Hay semanas en las que abrir redes de videojuegos parece entrar en una sala de espera: despidos, retrasos, cancelaciones, estudios cerrando la persiana y comunicados escritos con una frialdad tremenda. Por eso el anuncio de Capcom España con Onimusha: Way of the Sword tiene algo de pequeño bálsamo. No porque vaya a arreglar el sector, claro, sino porque nos recuerda que también hay noticias capaces de sacarnos una sonrisa sin pedirnos paciencia infinita.
El juego, previsto ahora para el 4 de septiembre de 2026, llega antes de lo esperado y convierte su bonus por reserva en un bonus por compra anticipada. Es un detalle más importante de lo que parece: no obliga a lanzarse a ciegas meses antes, deja margen para esperar impresiones, ver más gameplay y decidir con la cabeza algo más fría.
Una decisión que respira confianza
Adelantar un lanzamiento no es lo habitual. En los últimos años nos hemos acostumbrado a que el calendario sea una promesa flexible, y casi siempre en la misma dirección: más tarde. Capcom, en cambio, transmite aquí una sensación distinta. Si mueves un juego hacia delante, o tienes mucha fe en cómo llega, o has calculado muy bien el hueco que quieres ocupar.

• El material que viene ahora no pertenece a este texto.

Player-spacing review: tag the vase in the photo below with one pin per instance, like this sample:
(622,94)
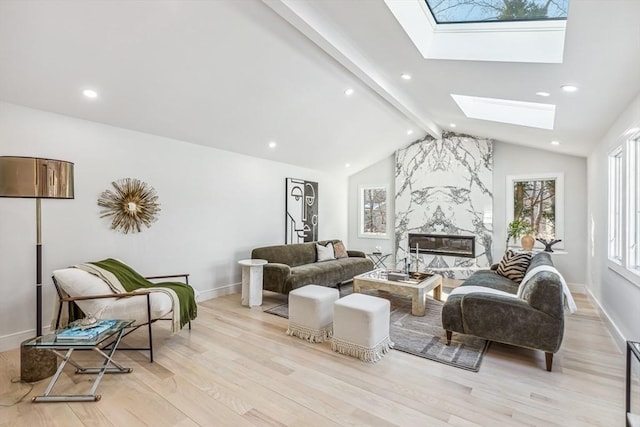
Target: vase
(527,242)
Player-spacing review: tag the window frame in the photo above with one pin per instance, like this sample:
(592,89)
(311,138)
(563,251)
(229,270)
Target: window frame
(615,211)
(628,158)
(361,193)
(559,205)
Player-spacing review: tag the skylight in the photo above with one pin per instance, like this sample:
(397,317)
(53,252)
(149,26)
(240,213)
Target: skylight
(471,11)
(469,33)
(521,113)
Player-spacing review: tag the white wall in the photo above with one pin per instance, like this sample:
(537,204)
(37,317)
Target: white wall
(618,297)
(216,206)
(509,159)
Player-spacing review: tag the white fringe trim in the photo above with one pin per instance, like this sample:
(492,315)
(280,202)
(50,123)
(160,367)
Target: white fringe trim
(312,335)
(366,354)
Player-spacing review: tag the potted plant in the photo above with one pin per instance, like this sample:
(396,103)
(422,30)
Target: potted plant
(518,228)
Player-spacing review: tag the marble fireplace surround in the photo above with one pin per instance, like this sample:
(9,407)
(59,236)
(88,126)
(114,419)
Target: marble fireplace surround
(444,186)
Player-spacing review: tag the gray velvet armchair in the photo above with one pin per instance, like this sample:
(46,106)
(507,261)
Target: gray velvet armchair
(535,320)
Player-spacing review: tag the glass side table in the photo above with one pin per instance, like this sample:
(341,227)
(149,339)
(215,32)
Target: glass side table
(378,259)
(109,366)
(633,351)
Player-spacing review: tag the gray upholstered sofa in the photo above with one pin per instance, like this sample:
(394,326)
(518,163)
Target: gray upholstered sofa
(292,266)
(536,320)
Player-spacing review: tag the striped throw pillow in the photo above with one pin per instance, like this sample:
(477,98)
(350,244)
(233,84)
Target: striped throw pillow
(514,265)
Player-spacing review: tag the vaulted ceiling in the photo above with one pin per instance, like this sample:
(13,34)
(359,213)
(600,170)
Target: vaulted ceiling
(237,75)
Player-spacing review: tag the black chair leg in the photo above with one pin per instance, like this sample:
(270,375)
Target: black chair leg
(149,328)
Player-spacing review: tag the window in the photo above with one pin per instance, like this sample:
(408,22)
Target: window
(634,206)
(538,200)
(373,212)
(457,11)
(624,209)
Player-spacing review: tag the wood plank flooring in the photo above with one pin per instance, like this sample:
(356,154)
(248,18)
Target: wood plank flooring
(236,367)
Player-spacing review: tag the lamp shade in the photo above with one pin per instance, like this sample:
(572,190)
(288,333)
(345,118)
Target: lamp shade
(36,178)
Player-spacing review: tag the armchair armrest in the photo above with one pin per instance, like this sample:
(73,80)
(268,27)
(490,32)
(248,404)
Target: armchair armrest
(358,254)
(90,297)
(170,276)
(274,275)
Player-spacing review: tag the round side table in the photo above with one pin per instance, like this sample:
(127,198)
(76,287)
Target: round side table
(252,281)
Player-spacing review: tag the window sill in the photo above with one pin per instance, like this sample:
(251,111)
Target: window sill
(373,236)
(630,275)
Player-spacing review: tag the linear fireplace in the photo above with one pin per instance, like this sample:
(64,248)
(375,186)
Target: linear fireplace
(443,244)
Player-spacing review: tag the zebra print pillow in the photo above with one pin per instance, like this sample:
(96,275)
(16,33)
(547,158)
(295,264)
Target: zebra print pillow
(514,265)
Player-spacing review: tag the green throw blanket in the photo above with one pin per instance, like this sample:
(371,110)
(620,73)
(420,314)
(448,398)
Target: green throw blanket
(132,281)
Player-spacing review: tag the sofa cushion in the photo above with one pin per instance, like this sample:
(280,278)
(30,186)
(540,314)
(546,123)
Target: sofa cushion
(490,279)
(324,253)
(514,265)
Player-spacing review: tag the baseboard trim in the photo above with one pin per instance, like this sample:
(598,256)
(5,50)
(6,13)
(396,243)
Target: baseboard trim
(208,294)
(12,341)
(617,336)
(577,288)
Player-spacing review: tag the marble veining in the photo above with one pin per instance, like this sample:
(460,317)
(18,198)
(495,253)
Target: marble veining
(445,186)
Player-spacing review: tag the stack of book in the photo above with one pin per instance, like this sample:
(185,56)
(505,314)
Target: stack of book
(80,333)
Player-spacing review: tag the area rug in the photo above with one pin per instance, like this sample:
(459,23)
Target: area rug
(422,336)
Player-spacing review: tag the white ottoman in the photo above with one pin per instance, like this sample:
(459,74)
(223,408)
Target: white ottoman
(311,312)
(361,327)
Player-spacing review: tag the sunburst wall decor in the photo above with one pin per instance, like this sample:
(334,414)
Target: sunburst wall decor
(132,204)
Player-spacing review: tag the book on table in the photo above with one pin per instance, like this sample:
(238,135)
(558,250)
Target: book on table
(86,334)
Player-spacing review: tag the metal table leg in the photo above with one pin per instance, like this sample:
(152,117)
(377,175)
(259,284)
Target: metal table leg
(92,396)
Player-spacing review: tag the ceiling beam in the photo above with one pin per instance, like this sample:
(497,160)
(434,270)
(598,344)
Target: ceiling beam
(301,16)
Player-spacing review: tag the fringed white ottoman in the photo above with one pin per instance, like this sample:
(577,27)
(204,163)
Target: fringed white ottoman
(311,312)
(361,327)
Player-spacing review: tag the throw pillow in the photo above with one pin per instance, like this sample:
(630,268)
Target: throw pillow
(325,253)
(339,250)
(514,265)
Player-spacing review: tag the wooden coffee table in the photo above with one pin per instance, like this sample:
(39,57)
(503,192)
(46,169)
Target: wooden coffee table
(416,288)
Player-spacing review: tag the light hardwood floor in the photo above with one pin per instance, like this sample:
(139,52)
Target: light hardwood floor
(236,367)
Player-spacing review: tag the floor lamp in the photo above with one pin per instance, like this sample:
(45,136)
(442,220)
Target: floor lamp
(31,177)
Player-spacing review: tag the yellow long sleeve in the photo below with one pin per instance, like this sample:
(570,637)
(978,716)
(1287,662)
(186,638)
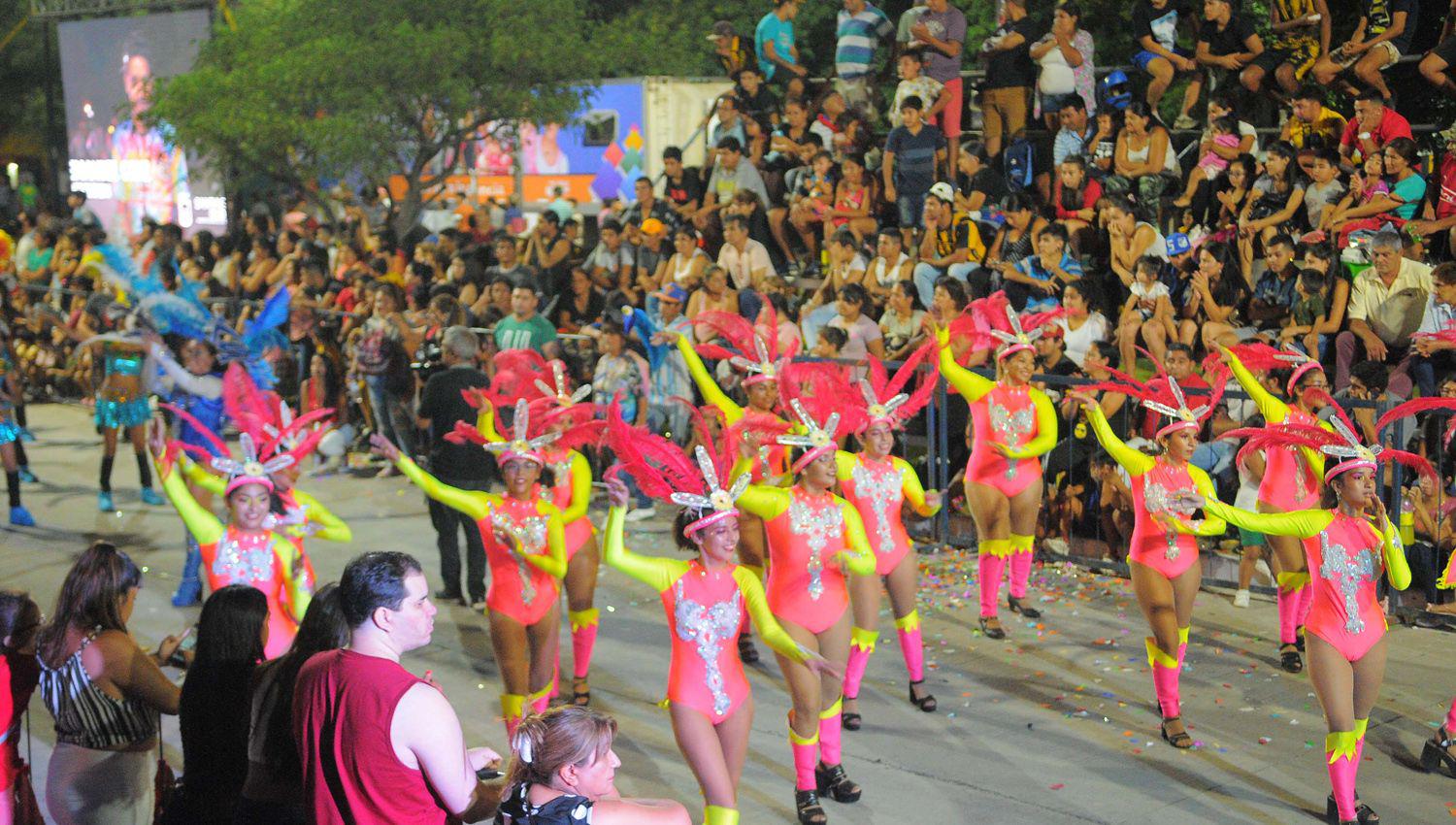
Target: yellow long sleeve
(769,627)
(1132,460)
(1211,522)
(655,572)
(712,393)
(471,502)
(331,527)
(911,489)
(579,487)
(198,519)
(1273,410)
(1301,522)
(970,384)
(1045,429)
(858,556)
(1397,571)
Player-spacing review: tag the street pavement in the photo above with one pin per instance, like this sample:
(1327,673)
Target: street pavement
(1053,725)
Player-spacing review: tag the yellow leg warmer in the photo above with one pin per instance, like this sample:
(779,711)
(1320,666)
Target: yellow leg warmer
(582,617)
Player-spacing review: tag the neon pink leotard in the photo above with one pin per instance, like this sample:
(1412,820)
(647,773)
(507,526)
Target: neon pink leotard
(806,537)
(1344,556)
(705,612)
(878,489)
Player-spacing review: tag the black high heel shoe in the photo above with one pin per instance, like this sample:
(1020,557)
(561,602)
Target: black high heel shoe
(836,784)
(1016,606)
(809,809)
(990,626)
(1365,815)
(925,703)
(1435,755)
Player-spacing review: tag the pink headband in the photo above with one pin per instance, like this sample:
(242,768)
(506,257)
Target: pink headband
(1299,373)
(239,480)
(1348,464)
(710,519)
(1175,426)
(1012,349)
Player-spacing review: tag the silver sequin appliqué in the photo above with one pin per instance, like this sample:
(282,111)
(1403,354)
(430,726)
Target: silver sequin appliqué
(881,490)
(708,627)
(1010,428)
(1350,569)
(817,527)
(532,534)
(248,560)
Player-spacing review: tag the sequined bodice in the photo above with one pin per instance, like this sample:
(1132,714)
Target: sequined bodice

Y ese hueco puede venirle de maravilla a Onimusha. La saga no parte de cero: arrastra una memoria muy concreta entre quienes jugaron aquellas entregas de acción con samuráis, demonios y una tensión muy de principios de los 2000. Pero tampoco vive solo de nostalgia. Way of the Sword necesita convencer a quien no tiene ningún recuerdo de Samanosuke ni de los Genma, y ahí el calendario ayuda. Salir antes, con aire alrededor, puede darle conversación propia.
El regreso que necesitaba la saga
Lo más interesante no es que vuelva Onimusha, sino cómo puede volver. Capcom lleva años demostrando que sabe tratar sus nombres clásicos sin meterlos en una urna. Resident Evil ha sabido alternar remake, reinvención y músculo técnico; Devil May Cry sigue siendo una referencia de combate; Monster Hunter juega ya en otra liga comercial. Onimusha tiene una oportunidad parecida: recuperar identidad sin parecer una reliquia.
Si Way of the Sword clava el combate, el ritmo y ese punto oscuro de fantasía japonesa, puede colocar la saga en un lugar mucho más visible del que ocupaba. No como “el regreso curioso” para veteranos, sino como un juego de acción con carácter propio en un año que va a pelear cada semana por nuestra atención.
Por una vez, una buena noticia no viene acompañada de letra pequeña incómoda. Viene con una espada, una fecha más cercana y una pregunta razonable: ¿y si Onimusha vuelve justo cuando más falta hacía algo así?